A Magistrada do Ministério Público interpôs recurso para o Supremo Tribunal Administrativo da decisão proferida pelo Tribunal Tributário de Lisboa que, no processo de impugnação judicial apresentado por E…., identificada nos autos, considerou deserta a instância e julgou, em consequência, extinta a instância, ao abrigo do disposto nos artigos 281.º, n.º 1 e 277.º alínea c), do Código de Processo Civil aplicável por força do disposto no artigo 2.º, alínea e, do Código de Procedimento e de Processo Tributário.

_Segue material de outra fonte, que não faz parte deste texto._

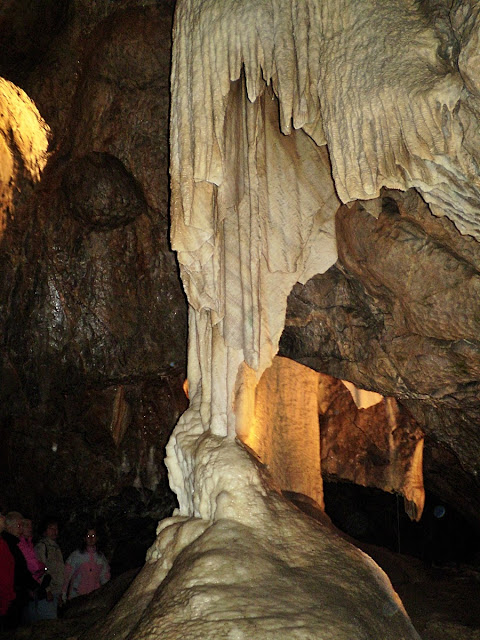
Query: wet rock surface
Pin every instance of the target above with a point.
(93, 315)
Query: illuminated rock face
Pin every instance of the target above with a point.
(243, 237)
(23, 145)
(257, 568)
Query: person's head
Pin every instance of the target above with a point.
(49, 528)
(13, 523)
(89, 538)
(27, 528)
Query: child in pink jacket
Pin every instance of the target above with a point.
(86, 569)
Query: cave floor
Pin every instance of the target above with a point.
(443, 603)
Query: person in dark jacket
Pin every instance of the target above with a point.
(24, 583)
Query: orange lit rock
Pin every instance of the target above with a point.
(284, 433)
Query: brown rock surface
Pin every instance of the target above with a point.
(93, 318)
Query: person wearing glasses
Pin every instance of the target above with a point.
(7, 568)
(50, 554)
(86, 569)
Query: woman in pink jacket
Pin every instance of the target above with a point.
(86, 569)
(34, 564)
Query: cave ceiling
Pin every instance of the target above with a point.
(93, 315)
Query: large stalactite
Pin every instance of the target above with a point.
(258, 90)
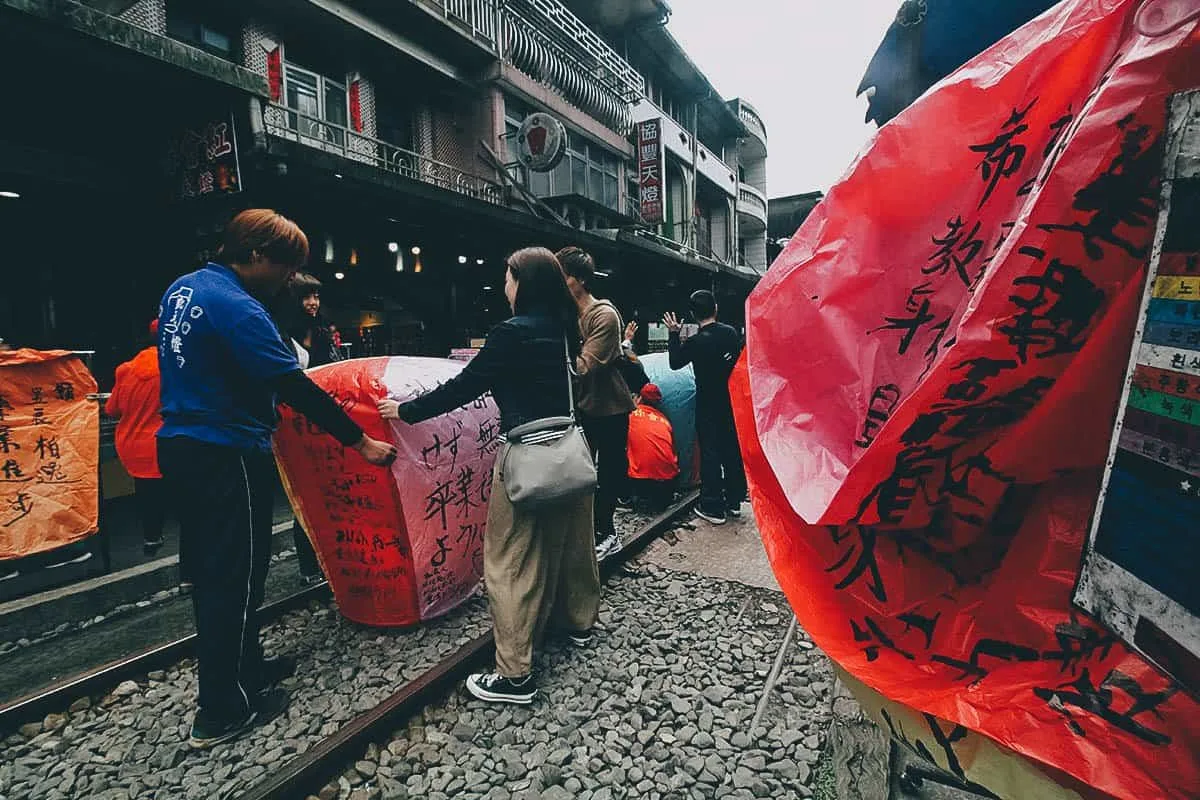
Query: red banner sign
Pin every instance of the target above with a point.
(49, 452)
(651, 184)
(929, 390)
(403, 545)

A Recorrente apresentou as suas alegações de recurso rematando-as com a formulação das seguintes conclusões:

«1) O Mmo Juiz a quo julgou deserta a instância e, consequentemente, determinou a sua extinção, nos termos dos arts. 281.° n° 1 e 277.° alínea c), do CPC, ex vi art. 2.° alínea e) do CPPT;

2) Não se encontram reunidos os pressupostos da deserção da instância tal como previstos no art.281° n° 1 do CPC;

3) A deserção pressupõe a verificação cumulativa de duas exigências: uma de natureza objetiva (falta de impulso processual das partes, máxime do A., para o prosseguimento da instância) e outra de natureza subjetiva (inércia causada por negligência).

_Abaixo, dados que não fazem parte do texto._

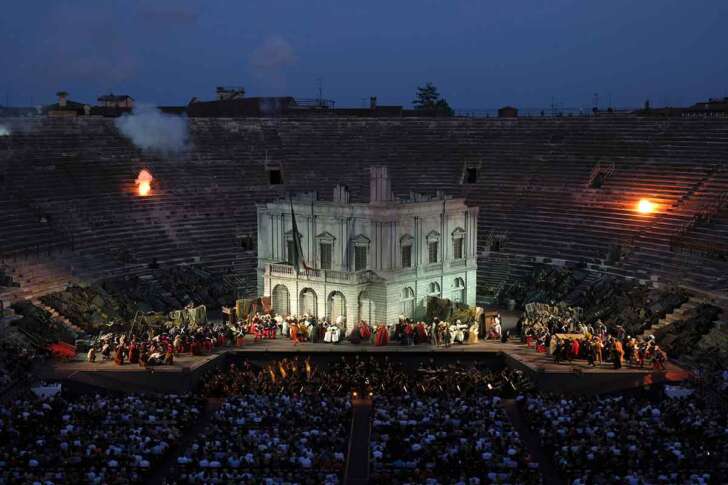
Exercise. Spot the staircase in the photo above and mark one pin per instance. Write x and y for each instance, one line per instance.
(357, 459)
(676, 315)
(77, 331)
(573, 297)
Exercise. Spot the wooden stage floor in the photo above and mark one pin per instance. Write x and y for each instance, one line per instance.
(576, 376)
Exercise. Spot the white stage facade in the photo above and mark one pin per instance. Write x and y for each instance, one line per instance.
(366, 261)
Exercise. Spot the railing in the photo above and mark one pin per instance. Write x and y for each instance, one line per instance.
(328, 274)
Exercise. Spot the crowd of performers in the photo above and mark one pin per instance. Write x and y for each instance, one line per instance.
(149, 347)
(559, 331)
(405, 332)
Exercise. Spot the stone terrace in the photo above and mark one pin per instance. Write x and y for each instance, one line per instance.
(532, 186)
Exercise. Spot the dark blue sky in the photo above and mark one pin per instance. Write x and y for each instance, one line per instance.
(481, 54)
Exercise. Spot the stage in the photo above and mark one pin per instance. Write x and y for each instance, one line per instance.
(187, 370)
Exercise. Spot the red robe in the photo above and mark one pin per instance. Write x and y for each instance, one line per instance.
(382, 336)
(421, 333)
(574, 348)
(133, 354)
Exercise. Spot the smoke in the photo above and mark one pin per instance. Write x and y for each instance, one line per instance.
(150, 129)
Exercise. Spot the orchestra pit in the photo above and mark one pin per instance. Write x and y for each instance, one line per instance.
(347, 298)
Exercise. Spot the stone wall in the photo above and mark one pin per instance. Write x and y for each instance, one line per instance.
(70, 183)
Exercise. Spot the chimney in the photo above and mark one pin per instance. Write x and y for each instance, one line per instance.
(62, 98)
(380, 188)
(341, 194)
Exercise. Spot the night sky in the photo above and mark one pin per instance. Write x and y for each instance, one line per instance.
(481, 54)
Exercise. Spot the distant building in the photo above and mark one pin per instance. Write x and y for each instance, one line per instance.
(507, 112)
(66, 107)
(115, 101)
(237, 107)
(367, 261)
(227, 92)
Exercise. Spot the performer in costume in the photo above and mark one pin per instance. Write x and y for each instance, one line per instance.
(473, 333)
(382, 335)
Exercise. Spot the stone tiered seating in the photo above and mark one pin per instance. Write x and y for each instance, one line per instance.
(533, 184)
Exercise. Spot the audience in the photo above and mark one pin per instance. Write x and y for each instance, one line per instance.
(446, 439)
(278, 438)
(91, 438)
(632, 439)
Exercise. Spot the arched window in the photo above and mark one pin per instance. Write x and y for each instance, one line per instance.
(408, 302)
(336, 306)
(366, 307)
(308, 303)
(281, 300)
(405, 244)
(458, 291)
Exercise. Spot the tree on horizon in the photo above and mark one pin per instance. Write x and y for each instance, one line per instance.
(428, 99)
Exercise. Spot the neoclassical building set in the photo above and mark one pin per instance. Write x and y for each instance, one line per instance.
(366, 261)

4) Apenas releva a paragem imposta pela omissão no cumprimento de um ónus, ou seja, a omissão de um dever da parte que impede o normal prosseguimento dos autos;

5) A falta de indicação, por banda do autor, a que factos concretos pretende seja produzida prova testemunhal, não constitui a omissão de um dever da parte que impede o normal prosseguimento dos autos.

6) Face a todo o exposto, a decisão de deserção da instância deverá ser revogada, devendo os autos prosseguir os termos normais.»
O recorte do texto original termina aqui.